Solution options: From reactive to proactive management
Cloud cost management has evolved from simple monitoring to comprehensive FinOps practices. The first option is reactive cost monitoring. This involves using native cloud provider tools (e.g., AWS Cost Explorer, Azure Cost Management) to analyze bills after they are received. This allows for the identification of anomalies and major cost drivers but does not enable real-time influence. This approach addresses basic visibility but doesn’t provide proactive control. The second, more effective option is implementing FinOps practices. FinOps (Financial Operations) is an operational model that aligns IT teams’ financial accountability with business objectives. It includes resource tagging, setting budgets for each team or project, regular reviews of reserved instances and spot capacity usage, and automation for detecting and deactivating orphaned resources. This approach ensures proactive cost management, allowing banks not only to see where money is going but also to influence its consumption before the bill is issued. This eliminates unpredictable expenses and provides the transparency necessary for regulatory reporting and strategic planning.
Common Pitfall
One of the most common mistakes banks make after migrating to the cloud is viewing cloud costs as unavoidable operational expenses that require no active management.
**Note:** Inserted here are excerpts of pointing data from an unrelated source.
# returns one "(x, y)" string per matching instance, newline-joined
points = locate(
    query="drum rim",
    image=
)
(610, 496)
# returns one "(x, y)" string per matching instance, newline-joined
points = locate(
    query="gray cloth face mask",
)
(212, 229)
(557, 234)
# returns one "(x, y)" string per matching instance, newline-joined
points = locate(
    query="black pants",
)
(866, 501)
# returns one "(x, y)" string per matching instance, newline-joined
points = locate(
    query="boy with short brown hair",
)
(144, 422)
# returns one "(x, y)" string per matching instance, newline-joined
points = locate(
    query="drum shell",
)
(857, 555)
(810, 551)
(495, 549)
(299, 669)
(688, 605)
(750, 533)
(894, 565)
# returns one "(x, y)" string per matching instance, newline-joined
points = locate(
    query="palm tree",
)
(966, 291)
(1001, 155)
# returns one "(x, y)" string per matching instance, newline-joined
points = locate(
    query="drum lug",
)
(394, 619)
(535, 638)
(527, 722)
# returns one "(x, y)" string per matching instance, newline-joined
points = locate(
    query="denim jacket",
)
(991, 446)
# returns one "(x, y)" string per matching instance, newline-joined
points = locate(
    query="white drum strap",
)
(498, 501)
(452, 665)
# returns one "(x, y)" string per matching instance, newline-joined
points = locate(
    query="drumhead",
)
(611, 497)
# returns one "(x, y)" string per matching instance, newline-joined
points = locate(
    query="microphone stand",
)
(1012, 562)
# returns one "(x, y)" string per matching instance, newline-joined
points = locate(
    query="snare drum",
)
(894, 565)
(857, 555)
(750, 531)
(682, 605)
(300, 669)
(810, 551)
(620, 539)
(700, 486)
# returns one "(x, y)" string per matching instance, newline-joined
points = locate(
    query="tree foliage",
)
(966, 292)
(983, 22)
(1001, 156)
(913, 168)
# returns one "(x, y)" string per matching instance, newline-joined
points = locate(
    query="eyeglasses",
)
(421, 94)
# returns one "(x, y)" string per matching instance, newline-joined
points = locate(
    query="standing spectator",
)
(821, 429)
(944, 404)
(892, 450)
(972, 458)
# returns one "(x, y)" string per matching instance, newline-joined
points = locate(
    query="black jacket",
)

Instead of implementing FinOps practices from day one, many organizations wait until their cloud bill reaches significant proportions. This leads to teams continuing to create resources without proper control, failing to optimize their usage, and not considering the financial implications of their architectural decisions. As a result, the bank incurs costs due to overconsumption, and attempts to rectify the situation post-factum require significantly more effort and time.
The correct path is to implement FinOps practices from day one. This means mandatory tagging of all resources (by project, team, environment), setting clear budgets for each team, and regularly reviewing the usage of reserved instances and identifying orphan resources. This approach integrates financial responsibility into the daily operations of IT teams, ensuring transparency, control, and continuous cost optimization.
Using the example of a typical scenario in a national-scale bank with several million customers, where customer profiles are distributed across an ABS (Automated Banking System), CRM, mobile application, and loyalty program, FinOps implementation becomes particularly crucial. A bank with an extensive branch network and active online service channels constantly handles large volumes of data and high loads. Regulatory requirements from the NBU and GDPR (for EU clients) regarding data quality and audit trail necessitate uninterrupted operation and high system availability. Without FinOps, maintaining Oracle DB, SAP, IBM ABS, CRM (Salesforce/Dynamics), API Gateway, IAM, and SIEM in a multi-cloud environment would lead to unpredictable expenses. This would hinder achieving business results such as reducing customer duplicates in reports, shortening service times in branches through a unified customer profile, and faster readiness for external audits.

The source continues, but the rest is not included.